Let \(D=\{(\mathbf{x}_1, y_1), \ldots, (\mathbf{x}_n,y_n)\}\) denote the dataset, where \(\mathbf{x}_i \in \mathbb{R}^d\) and \(y_i \in \{0, 1\}\).
We know that:
\[ P(y=1|\mathbf{x}) = g(\mathbf{w}^\mathbf{T}\mathbf{x}_i) = \frac{1}{1+e^{-\mathbf{w}^\mathbf{T}\mathbf{x}}} \]

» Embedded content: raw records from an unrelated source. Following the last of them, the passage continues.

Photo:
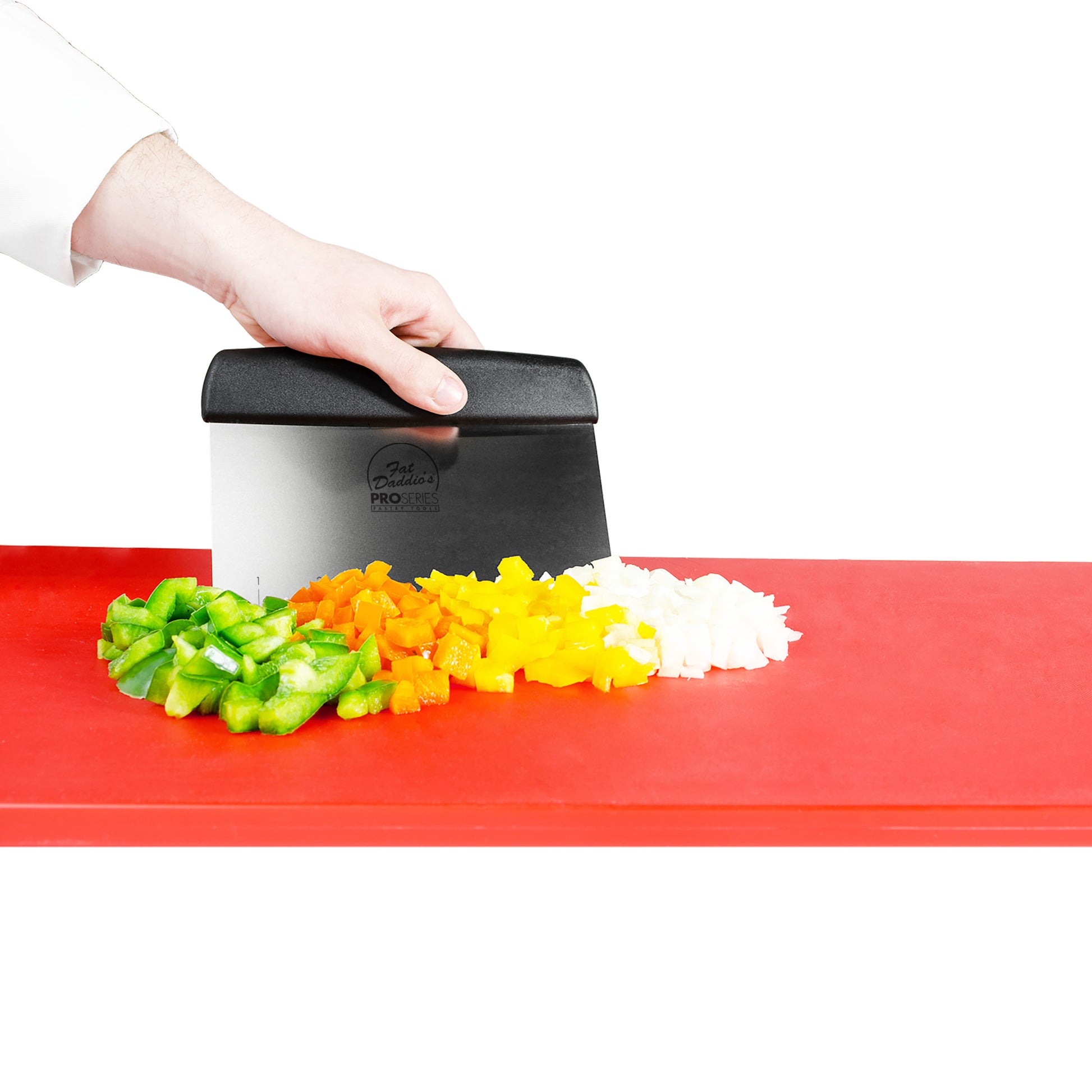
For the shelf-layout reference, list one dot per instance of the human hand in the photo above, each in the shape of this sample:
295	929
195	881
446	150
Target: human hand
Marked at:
161	211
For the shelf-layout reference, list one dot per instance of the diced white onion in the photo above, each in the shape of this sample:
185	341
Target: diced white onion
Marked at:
700	624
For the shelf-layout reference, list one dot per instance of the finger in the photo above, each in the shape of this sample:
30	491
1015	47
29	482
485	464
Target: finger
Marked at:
415	377
461	336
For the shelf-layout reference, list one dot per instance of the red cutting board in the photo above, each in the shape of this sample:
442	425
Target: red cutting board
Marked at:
928	704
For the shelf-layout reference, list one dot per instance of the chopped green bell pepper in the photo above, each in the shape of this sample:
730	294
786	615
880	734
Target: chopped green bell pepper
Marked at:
370	698
138	651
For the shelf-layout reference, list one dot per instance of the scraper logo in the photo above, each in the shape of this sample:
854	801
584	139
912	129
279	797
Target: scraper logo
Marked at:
403	479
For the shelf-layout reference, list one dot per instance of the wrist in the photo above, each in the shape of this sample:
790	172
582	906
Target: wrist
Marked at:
160	211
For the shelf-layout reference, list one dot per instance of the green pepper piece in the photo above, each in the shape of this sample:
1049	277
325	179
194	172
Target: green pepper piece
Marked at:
255	673
370	698
323	649
242	632
169	594
211	701
187	695
224	612
263	648
138	651
137	682
327	676
123	635
241	706
217	660
369	657
129	615
162	682
281	623
285	712
296	650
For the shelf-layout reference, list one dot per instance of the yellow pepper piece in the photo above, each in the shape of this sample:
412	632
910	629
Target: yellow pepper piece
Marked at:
494	677
513	570
555	671
617	667
607	616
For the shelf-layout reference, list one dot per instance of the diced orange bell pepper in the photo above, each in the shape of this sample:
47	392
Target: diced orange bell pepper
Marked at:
305	612
413	601
433	688
397	589
388	651
409	631
404	699
348	575
457	655
494	677
384	603
368	615
407	667
467	635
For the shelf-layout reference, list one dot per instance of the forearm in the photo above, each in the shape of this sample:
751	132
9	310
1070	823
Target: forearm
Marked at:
162	212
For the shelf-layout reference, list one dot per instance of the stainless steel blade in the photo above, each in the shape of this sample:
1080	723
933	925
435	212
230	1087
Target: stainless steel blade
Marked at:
291	503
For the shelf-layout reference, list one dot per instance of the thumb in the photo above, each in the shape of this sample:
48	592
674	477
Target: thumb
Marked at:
414	376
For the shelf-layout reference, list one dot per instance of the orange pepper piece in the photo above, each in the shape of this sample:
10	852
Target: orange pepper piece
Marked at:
409	631
396	589
348	575
467	635
388	651
375	576
382	600
368	615
433	688
404	699
457	655
305	612
409	667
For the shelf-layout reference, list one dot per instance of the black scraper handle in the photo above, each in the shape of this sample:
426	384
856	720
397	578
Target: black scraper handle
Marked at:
283	387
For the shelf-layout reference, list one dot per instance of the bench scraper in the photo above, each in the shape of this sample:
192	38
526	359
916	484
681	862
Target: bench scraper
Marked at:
318	466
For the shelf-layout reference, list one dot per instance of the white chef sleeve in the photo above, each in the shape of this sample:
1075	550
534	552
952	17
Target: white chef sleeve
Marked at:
63	123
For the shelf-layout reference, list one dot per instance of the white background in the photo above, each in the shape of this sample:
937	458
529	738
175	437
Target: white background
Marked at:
829	265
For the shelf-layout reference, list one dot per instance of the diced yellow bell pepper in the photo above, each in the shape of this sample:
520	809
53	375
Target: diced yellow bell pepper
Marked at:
532	629
510	650
555	671
617	667
494	677
607	616
515	570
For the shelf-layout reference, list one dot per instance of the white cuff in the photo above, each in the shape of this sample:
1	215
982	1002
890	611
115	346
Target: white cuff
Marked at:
63	123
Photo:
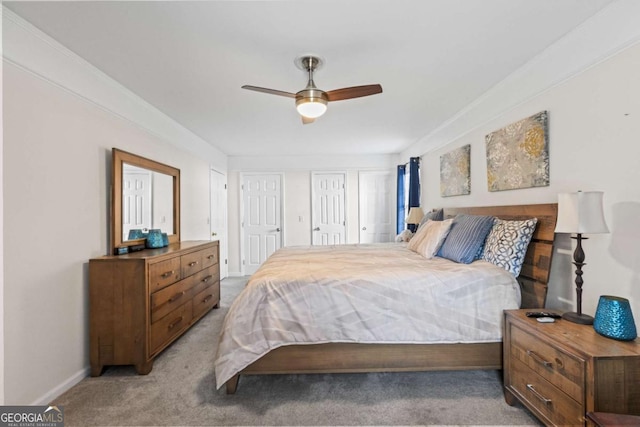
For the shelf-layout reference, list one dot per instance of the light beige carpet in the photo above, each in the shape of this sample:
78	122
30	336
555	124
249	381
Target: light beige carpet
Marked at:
180	391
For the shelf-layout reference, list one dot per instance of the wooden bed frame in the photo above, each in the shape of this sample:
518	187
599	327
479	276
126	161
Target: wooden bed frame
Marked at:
353	357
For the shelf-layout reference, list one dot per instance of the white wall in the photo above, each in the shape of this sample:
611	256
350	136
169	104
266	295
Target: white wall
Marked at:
594	144
1	236
61	117
57	173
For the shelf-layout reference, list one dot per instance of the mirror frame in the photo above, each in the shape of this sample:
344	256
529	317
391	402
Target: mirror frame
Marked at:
117	159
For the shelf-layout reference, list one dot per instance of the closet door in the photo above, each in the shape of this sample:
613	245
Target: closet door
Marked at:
376	217
328	208
262	218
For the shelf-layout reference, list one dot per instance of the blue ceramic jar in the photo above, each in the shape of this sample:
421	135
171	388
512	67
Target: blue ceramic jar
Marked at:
154	239
614	318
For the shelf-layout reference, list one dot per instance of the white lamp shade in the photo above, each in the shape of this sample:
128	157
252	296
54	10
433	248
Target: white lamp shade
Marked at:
312	109
415	215
581	212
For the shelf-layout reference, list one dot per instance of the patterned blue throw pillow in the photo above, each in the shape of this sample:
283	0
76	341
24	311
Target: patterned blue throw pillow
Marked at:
507	243
467	235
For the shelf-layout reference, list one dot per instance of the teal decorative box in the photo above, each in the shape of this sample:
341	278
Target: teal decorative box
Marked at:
614	318
154	239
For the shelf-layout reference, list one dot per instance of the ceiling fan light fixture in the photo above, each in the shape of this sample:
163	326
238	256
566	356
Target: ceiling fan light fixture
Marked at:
311	103
311	107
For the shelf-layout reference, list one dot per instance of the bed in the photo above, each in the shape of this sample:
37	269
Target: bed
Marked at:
351	352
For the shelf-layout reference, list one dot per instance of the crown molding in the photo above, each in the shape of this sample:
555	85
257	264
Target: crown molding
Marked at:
27	47
610	31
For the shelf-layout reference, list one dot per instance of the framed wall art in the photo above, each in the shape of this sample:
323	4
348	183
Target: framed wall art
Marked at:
518	154
455	172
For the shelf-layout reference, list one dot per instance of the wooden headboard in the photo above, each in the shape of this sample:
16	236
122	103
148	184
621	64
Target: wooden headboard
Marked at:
534	276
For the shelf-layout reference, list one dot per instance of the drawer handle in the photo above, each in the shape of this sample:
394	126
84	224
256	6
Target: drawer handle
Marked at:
535	356
176	297
174	323
538	395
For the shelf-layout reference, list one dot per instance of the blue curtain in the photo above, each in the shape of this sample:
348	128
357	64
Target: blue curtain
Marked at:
414	186
400	212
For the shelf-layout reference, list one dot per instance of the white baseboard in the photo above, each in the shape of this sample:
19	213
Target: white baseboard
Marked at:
235	274
52	394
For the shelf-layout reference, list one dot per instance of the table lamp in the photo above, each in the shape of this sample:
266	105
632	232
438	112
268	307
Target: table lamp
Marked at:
580	213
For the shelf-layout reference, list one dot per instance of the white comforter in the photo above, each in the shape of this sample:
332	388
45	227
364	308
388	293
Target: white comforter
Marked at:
378	293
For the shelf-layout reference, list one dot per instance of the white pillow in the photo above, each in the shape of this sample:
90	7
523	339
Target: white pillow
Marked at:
417	237
433	235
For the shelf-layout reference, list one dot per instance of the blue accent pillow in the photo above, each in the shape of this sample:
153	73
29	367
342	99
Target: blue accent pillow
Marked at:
466	237
433	215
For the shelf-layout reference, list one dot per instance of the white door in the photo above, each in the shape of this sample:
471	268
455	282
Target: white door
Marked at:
218	215
376	207
328	209
262	222
136	200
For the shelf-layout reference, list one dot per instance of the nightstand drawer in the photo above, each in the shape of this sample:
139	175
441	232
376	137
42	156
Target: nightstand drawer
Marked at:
559	368
552	403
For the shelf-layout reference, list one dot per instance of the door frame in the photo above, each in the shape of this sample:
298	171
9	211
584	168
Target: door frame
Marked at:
313	198
241	204
224	244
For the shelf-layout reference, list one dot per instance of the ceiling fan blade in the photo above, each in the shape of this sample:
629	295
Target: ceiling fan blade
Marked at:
353	92
270	91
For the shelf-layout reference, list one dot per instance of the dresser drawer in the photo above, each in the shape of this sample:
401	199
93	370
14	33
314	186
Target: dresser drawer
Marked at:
168	299
564	370
206	299
191	263
552	403
205	278
170	326
209	257
164	273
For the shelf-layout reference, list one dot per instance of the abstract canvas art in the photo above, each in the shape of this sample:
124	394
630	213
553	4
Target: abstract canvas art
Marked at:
455	172
518	155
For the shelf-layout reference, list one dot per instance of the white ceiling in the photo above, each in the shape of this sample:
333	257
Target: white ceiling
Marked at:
189	59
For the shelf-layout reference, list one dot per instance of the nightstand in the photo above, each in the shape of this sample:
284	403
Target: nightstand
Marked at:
562	370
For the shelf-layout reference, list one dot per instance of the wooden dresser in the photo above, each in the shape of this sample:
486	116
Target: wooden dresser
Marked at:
562	370
143	301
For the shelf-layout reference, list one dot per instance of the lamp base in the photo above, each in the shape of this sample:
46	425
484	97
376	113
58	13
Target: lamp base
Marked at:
583	319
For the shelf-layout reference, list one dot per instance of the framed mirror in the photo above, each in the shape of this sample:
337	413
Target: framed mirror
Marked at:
145	195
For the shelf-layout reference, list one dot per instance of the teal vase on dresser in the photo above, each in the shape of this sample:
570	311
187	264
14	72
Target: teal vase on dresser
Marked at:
614	318
155	239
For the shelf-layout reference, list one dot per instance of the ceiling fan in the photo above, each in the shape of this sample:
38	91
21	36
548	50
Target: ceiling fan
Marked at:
311	102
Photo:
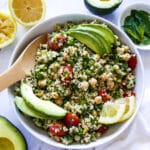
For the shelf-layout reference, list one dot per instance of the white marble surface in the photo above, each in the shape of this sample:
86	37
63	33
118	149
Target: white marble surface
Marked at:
136	136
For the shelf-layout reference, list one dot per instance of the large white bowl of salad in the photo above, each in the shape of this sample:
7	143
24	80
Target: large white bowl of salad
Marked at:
86	86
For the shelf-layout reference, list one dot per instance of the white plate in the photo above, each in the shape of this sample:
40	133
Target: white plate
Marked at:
127	11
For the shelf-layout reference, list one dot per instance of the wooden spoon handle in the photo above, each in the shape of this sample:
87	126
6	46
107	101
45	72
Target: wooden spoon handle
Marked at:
10	76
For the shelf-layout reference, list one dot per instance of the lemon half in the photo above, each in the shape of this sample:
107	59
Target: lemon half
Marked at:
130	108
27	12
8	29
118	111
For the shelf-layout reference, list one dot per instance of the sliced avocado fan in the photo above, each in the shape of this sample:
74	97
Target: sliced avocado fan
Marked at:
103	39
23	107
10	137
44	107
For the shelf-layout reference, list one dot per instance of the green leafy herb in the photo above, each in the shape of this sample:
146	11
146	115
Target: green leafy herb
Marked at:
137	26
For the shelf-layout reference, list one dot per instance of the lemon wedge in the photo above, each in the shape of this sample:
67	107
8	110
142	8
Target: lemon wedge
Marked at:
112	112
130	108
27	12
8	29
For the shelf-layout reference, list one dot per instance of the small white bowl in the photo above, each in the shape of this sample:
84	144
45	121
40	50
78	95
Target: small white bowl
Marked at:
127	11
46	27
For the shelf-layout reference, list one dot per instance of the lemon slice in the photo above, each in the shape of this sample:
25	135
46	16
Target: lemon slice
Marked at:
8	29
130	108
112	111
27	12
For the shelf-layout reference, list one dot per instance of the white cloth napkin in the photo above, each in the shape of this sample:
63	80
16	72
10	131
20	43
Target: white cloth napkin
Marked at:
137	136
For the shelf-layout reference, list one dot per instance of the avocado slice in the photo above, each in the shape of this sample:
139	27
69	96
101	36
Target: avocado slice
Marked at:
107	32
45	107
23	107
10	137
102	37
88	39
102	7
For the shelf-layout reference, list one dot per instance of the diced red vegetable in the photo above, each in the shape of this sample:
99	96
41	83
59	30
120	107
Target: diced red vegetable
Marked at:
72	120
102	129
105	96
132	62
57	129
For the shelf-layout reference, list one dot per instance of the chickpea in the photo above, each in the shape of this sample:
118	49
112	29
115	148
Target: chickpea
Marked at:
93	82
59	101
84	85
98	99
42	83
54	95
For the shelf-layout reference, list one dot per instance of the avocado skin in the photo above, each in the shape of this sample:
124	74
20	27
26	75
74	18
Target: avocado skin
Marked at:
87	39
100	11
110	35
23	107
17	133
103	40
45	107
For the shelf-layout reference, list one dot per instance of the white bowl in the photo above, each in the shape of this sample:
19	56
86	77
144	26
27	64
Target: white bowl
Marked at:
47	26
127	11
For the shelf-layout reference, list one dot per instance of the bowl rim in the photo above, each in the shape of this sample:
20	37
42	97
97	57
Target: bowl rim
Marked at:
121	17
95	143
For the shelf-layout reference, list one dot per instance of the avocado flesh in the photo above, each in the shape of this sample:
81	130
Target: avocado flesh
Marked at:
23	107
98	7
107	33
88	39
104	4
45	107
102	37
10	136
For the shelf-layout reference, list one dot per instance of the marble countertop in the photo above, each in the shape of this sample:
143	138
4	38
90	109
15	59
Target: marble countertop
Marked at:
55	8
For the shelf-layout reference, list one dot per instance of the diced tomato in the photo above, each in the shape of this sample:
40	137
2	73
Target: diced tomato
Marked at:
105	96
67	74
62	39
57	43
57	129
127	95
72	120
132	62
102	129
54	45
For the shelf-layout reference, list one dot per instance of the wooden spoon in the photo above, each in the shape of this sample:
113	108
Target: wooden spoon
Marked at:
22	65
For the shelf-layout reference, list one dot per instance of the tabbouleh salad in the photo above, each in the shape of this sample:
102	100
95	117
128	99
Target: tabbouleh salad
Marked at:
68	73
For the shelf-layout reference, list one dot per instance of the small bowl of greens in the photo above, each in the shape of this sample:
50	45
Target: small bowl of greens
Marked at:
135	21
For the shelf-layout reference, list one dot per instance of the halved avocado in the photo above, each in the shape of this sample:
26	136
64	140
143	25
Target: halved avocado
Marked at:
101	36
102	7
105	31
45	107
10	137
23	107
88	39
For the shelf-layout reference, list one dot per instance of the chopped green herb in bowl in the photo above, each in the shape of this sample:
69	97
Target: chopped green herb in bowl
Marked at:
137	26
135	22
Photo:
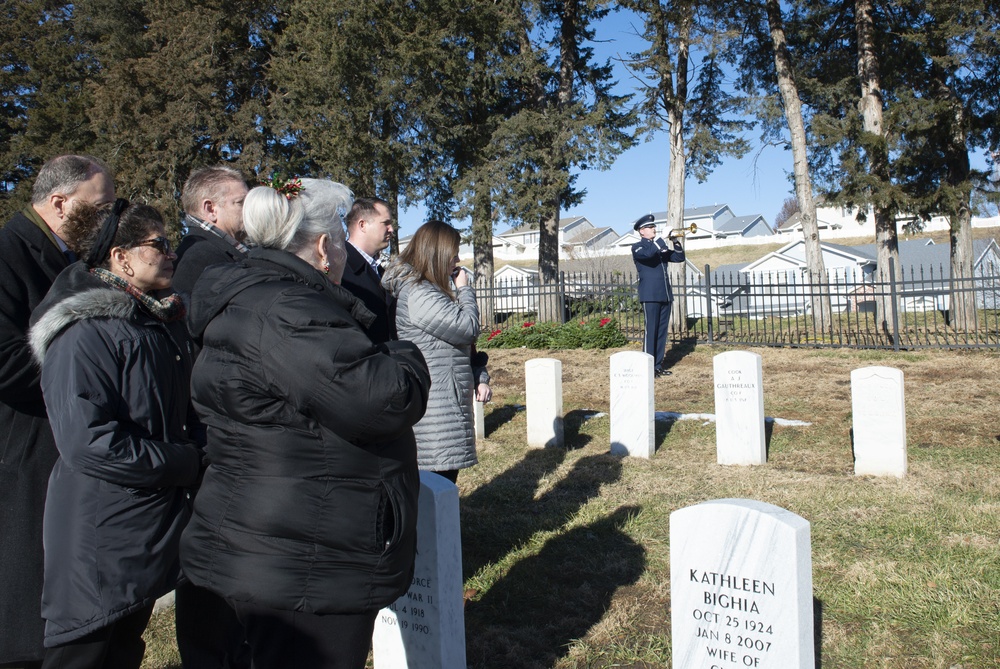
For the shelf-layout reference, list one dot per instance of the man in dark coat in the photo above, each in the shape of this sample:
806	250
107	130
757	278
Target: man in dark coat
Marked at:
212	198
369	229
31	256
209	636
651	255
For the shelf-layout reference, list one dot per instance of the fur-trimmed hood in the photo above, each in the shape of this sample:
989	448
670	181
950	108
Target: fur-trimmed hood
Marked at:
76	295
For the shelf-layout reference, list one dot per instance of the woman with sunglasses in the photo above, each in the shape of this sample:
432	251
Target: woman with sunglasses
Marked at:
116	368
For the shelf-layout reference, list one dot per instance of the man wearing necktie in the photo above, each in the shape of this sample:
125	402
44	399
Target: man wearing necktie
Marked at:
651	255
32	254
369	230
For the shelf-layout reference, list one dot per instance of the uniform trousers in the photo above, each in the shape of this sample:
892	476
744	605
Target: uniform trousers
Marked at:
208	634
654	341
115	646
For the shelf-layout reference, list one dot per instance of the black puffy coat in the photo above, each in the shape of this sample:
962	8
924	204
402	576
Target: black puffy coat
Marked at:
29	263
116	384
651	258
309	501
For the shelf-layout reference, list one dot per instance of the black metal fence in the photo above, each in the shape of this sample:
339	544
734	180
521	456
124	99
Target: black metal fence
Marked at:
778	309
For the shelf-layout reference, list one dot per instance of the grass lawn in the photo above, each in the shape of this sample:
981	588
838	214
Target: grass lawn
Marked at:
566	551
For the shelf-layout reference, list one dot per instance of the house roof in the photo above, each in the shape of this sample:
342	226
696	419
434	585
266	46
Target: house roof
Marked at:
530	227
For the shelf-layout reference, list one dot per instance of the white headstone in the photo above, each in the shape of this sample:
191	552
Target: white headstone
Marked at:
879	411
740	587
633	416
479	413
739	409
543	395
425	628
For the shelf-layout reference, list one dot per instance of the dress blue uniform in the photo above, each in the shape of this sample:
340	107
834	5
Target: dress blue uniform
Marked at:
651	257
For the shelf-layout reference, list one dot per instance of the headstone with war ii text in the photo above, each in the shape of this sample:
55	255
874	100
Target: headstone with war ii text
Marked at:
425	628
633	416
739	409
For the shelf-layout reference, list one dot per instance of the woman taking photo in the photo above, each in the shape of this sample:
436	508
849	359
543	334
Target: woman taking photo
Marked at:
116	364
306	519
436	309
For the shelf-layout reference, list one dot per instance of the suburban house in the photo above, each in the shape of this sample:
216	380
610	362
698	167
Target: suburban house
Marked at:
578	237
715	224
777	284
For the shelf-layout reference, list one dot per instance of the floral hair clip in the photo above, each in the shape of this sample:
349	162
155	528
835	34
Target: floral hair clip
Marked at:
290	188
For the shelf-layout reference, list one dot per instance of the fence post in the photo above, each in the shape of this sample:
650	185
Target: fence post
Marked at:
895	305
563	316
708	301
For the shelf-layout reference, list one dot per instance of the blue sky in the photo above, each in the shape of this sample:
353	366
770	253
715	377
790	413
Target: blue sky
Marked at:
637	182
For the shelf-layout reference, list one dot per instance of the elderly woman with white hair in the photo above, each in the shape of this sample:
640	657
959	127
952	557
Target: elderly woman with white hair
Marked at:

Using the maximum likelihood approach, we can derive the following expression:
\[\begin{align*} \mathcal{L}(\mathbf{w};\text{Data}) &= \prod _{i=1} ^{n} (g(\mathbf{w}^\mathbf{T}\mathbf{x}_i))^{y_i}(1- g(\mathbf{w}^\mathbf{T}\mathbf{x}_i))^{1-y_i} \\ \log(\mathcal{L}(\mathbf{w};\text{Data})) &= \sum _{i=1} ^{n} y_i\log(g(\mathbf{w}^\mathbf{T}\mathbf{x}_i))+(1-y_i)\log(1- g(\mathbf{w}^\mathbf{T}\mathbf{x}_i)) \\ &= \sum _{i=1} ^{n} y_i\log\left(\frac{1}{1+e^{-\mathbf{w}^\mathbf{T}\mathbf{x}_i}}\right)+(1-y_i)\log\left(\frac{e^{-\mathbf{w}^\mathbf{T}\mathbf{x}_i}}{1+e^{-\mathbf{w}^\mathbf{T}\mathbf{x}_i}}\right) \\ &= \sum _{i=1} ^{n} \left [ (1-y_i)(-\mathbf{w}^\mathbf{T}\mathbf{x}_i) - \log(1+e^{-\mathbf{w}^\mathbf{T}\mathbf{x}_i}) \right ] \end{align*}\]
Therefore, our objective, which involves maximizing the log-likelihood function, can be formulated as follows:
\[ \max _{\mathbf{w}}\sum _{i=1} ^{n} \left [ (1-y_i)(-\mathbf{w}^\mathbf{T}\mathbf{x}_i) - \log(1+e^{-\mathbf{w}^\mathbf{T}\mathbf{x}_i}) \right ] \]
However, a closed-form solution for this problem does not exist. Therefore, we resort to using gradient descent for convergence.
The gradient of the log-likelihood function is computed as follows:
\[\begin{align*} \nabla \log(\mathcal{L}(\mathbf{w};\text{Data})) &= \sum _{i=1} ^{n} \left [ (1-y_i)(-\mathbf{x}_i) - \left( \frac{e^{-\mathbf{w}^\mathbf{T}\mathbf{x}_i}}{1+e^{-\mathbf{w}^\mathbf{T}\mathbf{x}_i}} \right ) (-\mathbf{x}_i) \right ] \\ &= \sum _{i=1} ^{n} \left [ -\mathbf{x}_i + \mathbf{x}_iy_i + \mathbf{x}_i \left( \frac{e^{-\mathbf{w}^\mathbf{T}\mathbf{x}_i}}{1+e^{-\mathbf{w}^\mathbf{T}\mathbf{x}_i}} \right ) \right ] \\ &= \sum _{i=1} ^{n} \left [ \mathbf{x}_iy_i - \mathbf{x}_i \left( \frac{1}{1+e^{-\mathbf{w}^\mathbf{T}\mathbf{x}_i}} \right ) \right ] \\ \nabla \log(\mathcal{L}(\mathbf{w};\text{Data})) &= \sum _{i=1} ^{n} \left [ \mathbf{x}_i \left(y_i - \frac{1}{1+e^{-\mathbf{w}^\mathbf{T}\mathbf{x}_i}} \right ) \right ] \end{align*}\]
Utilizing the gradient descent update rule, we obtain:
\[\begin{align*} \mathbf{w}_{t+1} &= \mathbf{w}_t + \eta_t\nabla \log(\mathcal{L}(\mathbf{w};\text{Data})) \\ &= \mathbf{w}_t + \eta_t \left ( \sum _{i=1} ^{n} \mathbf{x}_i \left(y_i - \frac{1}{1+e^{-\mathbf{w}^\mathbf{T}\mathbf{x}_i}} \right ) \right ) \end{align*}\]
Kernel and Regularized Versions
It is possible to argue that \(\mathbf{w}^*=\displaystyle\sum _{i=1} ^{n}\alpha_i\mathbf{x}_i\), thereby allowing for kernelization. For additional information, please refer to this link.
The regularized version of logistic regression can be expressed as follows:
\[ \min _{\mathbf{w}}\sum _{i=1} ^{n} \left [ \log(1+e^{-\mathbf{w}^\mathbf{T}\mathbf{x}_i}) + \mathbf{w}^\mathbf{T}\mathbf{x}_i(1-y_i) \right ] + \frac{\lambda}{2}||\mathbf{w}||^2 \]
Here, \(\frac{\lambda}{2}||\mathbf{w}||^2\) serves as the regularizer, and \(\lambda\) is determined through cross-validation.